KOERS bevat uitgangspunten voor goed opleiden in de sociale geneeskunde en een kwaliteitssysteem waarmee het sociaal- geneeskundige veld gestructureerd zicht krijgt op de kwaliteit van de opleidingen in de sociale geneeskunde en die ook kan verbeteren. Wetenschappelijke verenigingen en opleidingsinrichtingen, maar ook opleidingsinstituten krijgen ten aanzien van de kwaliteit van de opleidingen een nadrukkelijke rol.
Uitgegaan is van een gelaagde vorm van toezicht.

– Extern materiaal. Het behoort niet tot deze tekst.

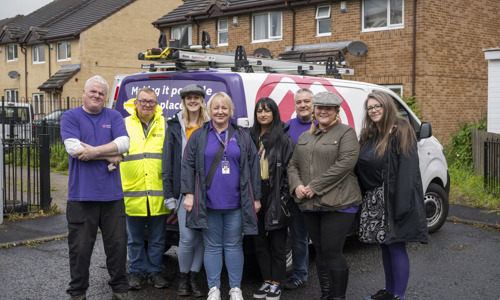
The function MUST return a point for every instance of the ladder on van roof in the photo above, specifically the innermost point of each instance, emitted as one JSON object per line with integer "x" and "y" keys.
{"x": 185, "y": 57}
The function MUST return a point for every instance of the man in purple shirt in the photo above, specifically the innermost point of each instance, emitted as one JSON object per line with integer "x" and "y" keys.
{"x": 95, "y": 137}
{"x": 298, "y": 231}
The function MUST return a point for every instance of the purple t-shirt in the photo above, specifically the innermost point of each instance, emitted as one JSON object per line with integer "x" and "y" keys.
{"x": 91, "y": 180}
{"x": 224, "y": 191}
{"x": 297, "y": 127}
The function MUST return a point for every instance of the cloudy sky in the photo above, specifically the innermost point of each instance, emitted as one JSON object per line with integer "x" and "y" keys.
{"x": 10, "y": 8}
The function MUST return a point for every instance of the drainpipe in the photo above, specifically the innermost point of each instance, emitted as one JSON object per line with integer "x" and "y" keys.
{"x": 23, "y": 51}
{"x": 293, "y": 24}
{"x": 414, "y": 54}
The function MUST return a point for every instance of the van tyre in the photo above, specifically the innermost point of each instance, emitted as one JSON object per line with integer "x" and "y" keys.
{"x": 436, "y": 207}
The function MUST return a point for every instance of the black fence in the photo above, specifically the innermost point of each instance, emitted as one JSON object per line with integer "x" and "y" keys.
{"x": 492, "y": 166}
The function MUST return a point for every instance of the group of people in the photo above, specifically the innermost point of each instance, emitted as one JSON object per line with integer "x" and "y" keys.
{"x": 223, "y": 182}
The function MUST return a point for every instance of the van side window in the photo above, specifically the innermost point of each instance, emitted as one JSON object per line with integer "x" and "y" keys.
{"x": 403, "y": 113}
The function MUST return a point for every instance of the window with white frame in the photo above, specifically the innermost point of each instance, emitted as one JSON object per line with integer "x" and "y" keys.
{"x": 222, "y": 32}
{"x": 12, "y": 95}
{"x": 266, "y": 26}
{"x": 175, "y": 33}
{"x": 38, "y": 52}
{"x": 39, "y": 103}
{"x": 396, "y": 88}
{"x": 323, "y": 21}
{"x": 382, "y": 14}
{"x": 64, "y": 51}
{"x": 11, "y": 52}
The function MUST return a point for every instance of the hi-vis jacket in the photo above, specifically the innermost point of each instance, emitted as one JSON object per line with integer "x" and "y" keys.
{"x": 141, "y": 166}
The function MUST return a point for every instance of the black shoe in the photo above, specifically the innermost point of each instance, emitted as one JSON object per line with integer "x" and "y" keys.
{"x": 123, "y": 296}
{"x": 136, "y": 282}
{"x": 294, "y": 283}
{"x": 261, "y": 293}
{"x": 184, "y": 289}
{"x": 381, "y": 295}
{"x": 158, "y": 281}
{"x": 195, "y": 287}
{"x": 274, "y": 292}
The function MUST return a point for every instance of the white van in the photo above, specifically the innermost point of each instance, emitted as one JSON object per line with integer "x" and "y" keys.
{"x": 16, "y": 121}
{"x": 247, "y": 88}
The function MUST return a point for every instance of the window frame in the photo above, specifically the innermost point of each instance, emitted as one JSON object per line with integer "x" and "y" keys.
{"x": 269, "y": 38}
{"x": 389, "y": 24}
{"x": 222, "y": 31}
{"x": 320, "y": 19}
{"x": 67, "y": 58}
{"x": 8, "y": 95}
{"x": 36, "y": 50}
{"x": 39, "y": 104}
{"x": 15, "y": 55}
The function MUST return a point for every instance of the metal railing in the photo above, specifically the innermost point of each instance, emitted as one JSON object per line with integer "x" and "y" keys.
{"x": 492, "y": 166}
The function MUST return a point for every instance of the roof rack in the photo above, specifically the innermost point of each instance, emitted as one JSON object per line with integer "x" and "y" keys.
{"x": 181, "y": 56}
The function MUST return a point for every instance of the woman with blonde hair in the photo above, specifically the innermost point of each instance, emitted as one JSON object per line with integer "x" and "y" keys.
{"x": 180, "y": 128}
{"x": 393, "y": 211}
{"x": 221, "y": 182}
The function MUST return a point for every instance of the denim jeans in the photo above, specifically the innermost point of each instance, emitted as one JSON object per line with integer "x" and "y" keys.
{"x": 224, "y": 233}
{"x": 191, "y": 248}
{"x": 300, "y": 247}
{"x": 141, "y": 262}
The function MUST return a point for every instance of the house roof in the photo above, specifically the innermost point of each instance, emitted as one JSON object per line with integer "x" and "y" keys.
{"x": 57, "y": 81}
{"x": 204, "y": 9}
{"x": 61, "y": 19}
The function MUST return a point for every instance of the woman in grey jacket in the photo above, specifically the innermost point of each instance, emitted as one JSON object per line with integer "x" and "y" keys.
{"x": 323, "y": 184}
{"x": 393, "y": 210}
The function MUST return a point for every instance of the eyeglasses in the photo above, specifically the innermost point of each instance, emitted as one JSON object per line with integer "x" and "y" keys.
{"x": 377, "y": 107}
{"x": 147, "y": 102}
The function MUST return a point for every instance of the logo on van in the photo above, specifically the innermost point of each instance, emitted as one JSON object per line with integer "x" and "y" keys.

Daarin zorgt het veld zelf voor de interne kwaliteitsbevordering en -borging (continu en cyclisch, bijvoorbeeld door middel van interne audits) en is er extern toezicht door de RGS. Mits het interne toezicht transparant en cyclisch wordt uitgevoerd, kan het toezicht van de RGS via de vijfjaarlijkse erkenning meer op afstand en aan de hand van minder gedetailleerde eisen worden uitgevoerd.
Het systeem van intern toezicht omvat een jaarlijkse kwaliteitsevaluatie met alle actoren, namelijk aios, opleider, opleidingsinrichting, opleidingsinstituut en wetenschappelijke vereniging.
Daarbij wordt de kwaliteit van de opleiding zowel inhoudelijk als organisatorisch geëvalueerd, door elk van de actoren van de opleiding en met input van de wetenschappelijke verenigingen. Resultaten van andere evaluaties kunnen daarbij worden betrokken.
De zelfevaluatie vindt plaats aan de hand van het Kwaliteitskader dat kwaliteitsaspecten beschrijft.
Het Kwaliteitskader, behorende bij KOERS, is door de stuurgroep vastgesteld op 14 oktober 2015 en in 2022 geactualiseerd. Het Kwaliteitskader is onderdeel van de nieuwe erkenningensystematiek die is vastgelegd in het Kaderbesluit CGS.